“Social justice” is one of those hot button issues within the American Church. Mention the Church’s social teaching and likely a strongly-worded debate will ensue, often along political lines.
But our models of Christian discipleship - the saints - lived the Church’s social teaching in a way that transcended (and transcends) partisan politics. “For my thoughts are not your thoughts, neither are your ways my ways, says the Lord” (Isaiah 55:8), and saints are those who have learned to think not as the world thinks but as God does.
But how did the saints live out the Church’s social teaching?
Omar Gutiérrez takes up this question in his new book, The Urging of Christ’s Love: The Saints and the Social Teaching of the Church. My husband and I are fortunate to count the Gutiérrezes as friends, and as a beta-reader of an earlier draft of this book, I am thrilled to see its recent release.
Gutiérrez is Special Assistant to the Archbishop and Manager of the Office of Missions and Justice for the Archdiocese of Omaha. In both his official and unofficial capacities, Gutiérrez works, speaks, and writes to educate the faithful about social teaching and to bridge the unfortunate divisions over the interpretation of that teaching. The Urging of Christ’s Love is a continuation of these efforts.
A gifted storyteller, Gutiérrez recounts the life stories of eleven saints whose love of God poured forth in works of mercy. He includes familiar saints (St. Joseph), unfamiliar saints (Bl. Franz Jägerstätter), saints whose lives quite obviously modeled our social teachings (St. Joan Denaloue), and others whose stories, at first blush, appear to have little to do with those teachings (St. Maria Goretti).
Each story is peppered with Gutiérrez’s instructive, poignant commentary on social teaching. And to aid further meditation, he includes a prayer to each saint and excerpts from the Compendium of the Social Doctrine of the Church at the end of each chapter.
In response to commonly-held misconceptions about social justice, The Urging of Christ’s Love stresses two important points. First, our work to fight poverty and injustice has to be more than a secular humanism whitewashed with vague piety. Instead, it must find its primary origin in our devotion to Christ that then manifests in the love we have for our neighbor. Practicing the virtue of justice is not something we do, but something God does in us.

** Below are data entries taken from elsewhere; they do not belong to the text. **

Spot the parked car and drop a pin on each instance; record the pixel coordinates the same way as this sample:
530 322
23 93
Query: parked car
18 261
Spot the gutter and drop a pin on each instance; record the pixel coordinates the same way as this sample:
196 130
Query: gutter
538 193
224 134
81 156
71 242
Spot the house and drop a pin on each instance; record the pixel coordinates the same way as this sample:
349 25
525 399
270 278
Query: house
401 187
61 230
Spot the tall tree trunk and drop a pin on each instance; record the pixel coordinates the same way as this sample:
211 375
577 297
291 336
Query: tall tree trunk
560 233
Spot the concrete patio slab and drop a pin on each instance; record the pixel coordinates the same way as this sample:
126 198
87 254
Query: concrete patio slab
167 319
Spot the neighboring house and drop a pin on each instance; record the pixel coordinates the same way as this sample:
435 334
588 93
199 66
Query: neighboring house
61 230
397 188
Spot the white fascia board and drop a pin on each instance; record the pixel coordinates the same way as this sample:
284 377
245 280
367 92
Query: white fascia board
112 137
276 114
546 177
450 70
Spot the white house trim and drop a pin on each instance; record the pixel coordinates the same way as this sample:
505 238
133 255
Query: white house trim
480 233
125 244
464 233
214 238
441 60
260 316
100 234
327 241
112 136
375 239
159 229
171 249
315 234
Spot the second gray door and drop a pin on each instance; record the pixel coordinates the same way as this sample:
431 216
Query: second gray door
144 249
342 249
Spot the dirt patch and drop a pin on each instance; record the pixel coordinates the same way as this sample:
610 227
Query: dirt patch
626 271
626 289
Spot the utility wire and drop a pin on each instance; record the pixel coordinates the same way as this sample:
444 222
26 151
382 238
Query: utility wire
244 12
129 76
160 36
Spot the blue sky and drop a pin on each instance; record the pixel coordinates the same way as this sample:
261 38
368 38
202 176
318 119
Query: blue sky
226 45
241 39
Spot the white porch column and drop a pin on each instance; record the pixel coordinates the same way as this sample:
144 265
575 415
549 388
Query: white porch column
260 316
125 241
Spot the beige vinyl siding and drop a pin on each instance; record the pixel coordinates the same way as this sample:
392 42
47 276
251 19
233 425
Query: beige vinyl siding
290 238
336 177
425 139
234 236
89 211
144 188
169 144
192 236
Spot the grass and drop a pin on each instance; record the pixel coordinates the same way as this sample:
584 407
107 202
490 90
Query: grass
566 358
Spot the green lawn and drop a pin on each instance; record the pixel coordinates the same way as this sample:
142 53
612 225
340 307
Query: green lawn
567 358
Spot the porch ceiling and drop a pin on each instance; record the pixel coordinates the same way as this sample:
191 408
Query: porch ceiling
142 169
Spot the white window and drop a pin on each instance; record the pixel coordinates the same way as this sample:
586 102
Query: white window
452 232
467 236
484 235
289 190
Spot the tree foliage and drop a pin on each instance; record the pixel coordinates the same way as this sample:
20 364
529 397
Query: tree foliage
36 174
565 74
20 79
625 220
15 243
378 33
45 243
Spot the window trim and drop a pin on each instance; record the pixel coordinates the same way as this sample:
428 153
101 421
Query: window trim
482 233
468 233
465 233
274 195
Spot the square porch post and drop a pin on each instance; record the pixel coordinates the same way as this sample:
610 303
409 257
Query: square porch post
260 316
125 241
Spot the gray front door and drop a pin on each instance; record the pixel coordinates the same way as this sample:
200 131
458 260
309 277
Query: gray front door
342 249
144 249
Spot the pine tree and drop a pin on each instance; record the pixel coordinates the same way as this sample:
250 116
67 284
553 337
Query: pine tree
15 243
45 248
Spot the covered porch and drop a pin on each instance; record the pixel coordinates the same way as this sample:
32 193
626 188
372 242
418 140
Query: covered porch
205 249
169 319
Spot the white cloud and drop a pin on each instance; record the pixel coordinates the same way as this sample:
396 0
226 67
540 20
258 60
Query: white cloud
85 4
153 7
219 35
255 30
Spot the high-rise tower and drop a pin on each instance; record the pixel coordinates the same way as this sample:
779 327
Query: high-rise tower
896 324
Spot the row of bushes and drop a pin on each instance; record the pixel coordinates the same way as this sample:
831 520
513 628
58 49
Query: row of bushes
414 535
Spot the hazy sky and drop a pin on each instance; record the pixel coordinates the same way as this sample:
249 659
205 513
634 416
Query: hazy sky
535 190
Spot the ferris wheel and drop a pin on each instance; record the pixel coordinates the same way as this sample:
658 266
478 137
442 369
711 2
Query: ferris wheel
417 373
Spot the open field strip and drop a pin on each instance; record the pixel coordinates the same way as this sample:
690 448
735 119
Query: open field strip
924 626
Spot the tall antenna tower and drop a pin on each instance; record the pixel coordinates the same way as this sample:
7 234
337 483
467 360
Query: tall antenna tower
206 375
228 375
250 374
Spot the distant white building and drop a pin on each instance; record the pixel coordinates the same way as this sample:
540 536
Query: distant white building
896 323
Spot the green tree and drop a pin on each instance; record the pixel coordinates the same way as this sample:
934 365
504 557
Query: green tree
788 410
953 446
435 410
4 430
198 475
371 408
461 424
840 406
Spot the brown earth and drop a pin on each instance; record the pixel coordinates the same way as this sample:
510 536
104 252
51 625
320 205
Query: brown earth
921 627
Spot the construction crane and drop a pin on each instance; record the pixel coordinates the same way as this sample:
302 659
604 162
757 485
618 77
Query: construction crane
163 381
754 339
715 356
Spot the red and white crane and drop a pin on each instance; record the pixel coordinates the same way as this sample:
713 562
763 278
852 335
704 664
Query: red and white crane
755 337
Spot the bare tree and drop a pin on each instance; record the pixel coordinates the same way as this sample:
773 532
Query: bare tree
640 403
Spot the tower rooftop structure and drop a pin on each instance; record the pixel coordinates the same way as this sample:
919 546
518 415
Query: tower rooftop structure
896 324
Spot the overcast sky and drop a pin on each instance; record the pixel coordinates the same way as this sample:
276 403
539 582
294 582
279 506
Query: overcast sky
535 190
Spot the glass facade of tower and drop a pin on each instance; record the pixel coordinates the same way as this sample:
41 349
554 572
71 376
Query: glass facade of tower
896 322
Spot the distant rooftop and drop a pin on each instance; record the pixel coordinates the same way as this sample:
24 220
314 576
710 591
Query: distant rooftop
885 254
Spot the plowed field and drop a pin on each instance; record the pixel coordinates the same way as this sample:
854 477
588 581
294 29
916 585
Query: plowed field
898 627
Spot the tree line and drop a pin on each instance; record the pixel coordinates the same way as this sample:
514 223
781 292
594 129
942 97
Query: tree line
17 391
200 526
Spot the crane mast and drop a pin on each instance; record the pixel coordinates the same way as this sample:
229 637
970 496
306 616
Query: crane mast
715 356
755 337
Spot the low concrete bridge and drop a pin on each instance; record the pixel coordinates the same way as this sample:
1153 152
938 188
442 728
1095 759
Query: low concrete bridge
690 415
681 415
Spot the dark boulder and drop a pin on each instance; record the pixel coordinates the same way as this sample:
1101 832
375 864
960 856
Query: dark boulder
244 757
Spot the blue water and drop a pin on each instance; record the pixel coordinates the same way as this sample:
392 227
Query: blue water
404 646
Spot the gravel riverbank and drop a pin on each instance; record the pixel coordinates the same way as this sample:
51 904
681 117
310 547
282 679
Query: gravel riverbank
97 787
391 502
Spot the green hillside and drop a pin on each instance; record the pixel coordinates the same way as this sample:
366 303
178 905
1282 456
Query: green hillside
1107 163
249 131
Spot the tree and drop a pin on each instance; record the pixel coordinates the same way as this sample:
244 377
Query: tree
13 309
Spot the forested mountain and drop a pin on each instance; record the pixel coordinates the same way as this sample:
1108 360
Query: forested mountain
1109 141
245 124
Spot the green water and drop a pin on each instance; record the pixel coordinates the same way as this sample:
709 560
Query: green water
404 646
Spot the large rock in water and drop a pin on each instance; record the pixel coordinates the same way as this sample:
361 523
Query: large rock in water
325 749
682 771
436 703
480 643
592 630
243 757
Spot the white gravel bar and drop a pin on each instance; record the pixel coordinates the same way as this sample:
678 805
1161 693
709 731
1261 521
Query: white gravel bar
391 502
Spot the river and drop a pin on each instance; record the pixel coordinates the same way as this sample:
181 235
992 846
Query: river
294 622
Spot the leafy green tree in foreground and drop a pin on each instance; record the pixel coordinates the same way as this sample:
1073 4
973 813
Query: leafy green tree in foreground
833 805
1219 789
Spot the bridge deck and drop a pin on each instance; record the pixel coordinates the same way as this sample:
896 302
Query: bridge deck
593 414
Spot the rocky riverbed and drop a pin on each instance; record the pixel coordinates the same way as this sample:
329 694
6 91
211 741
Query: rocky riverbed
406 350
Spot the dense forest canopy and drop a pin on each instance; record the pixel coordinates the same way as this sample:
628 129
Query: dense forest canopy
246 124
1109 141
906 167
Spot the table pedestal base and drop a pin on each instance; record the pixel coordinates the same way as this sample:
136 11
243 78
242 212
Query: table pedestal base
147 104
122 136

Second, as the flip side of the first point, our faith cannot remain simply a “spiritual” matter but must also manifest in concrete, material efforts to help our neighbor. Sometimes I think there’s a tendency to excuse ourselves from performing corporal works of mercy when we’re occupied with the spiritual works of mercy - instructing the ignorant, admonishing sinners, bearing wrongs patiently, etc. But the two go hand-in-hand.
The saints Gutiérrez has chosen witness to these principles. They love Christ, and so they love their neighbor, working to relieve both their spiritual and physical suffering. As we read in The Urging of Christ’s Love, the saints were very much in the world, but not of it.
What saints epitomize, for you, the Church’s social teaching? Please share in the comment box below.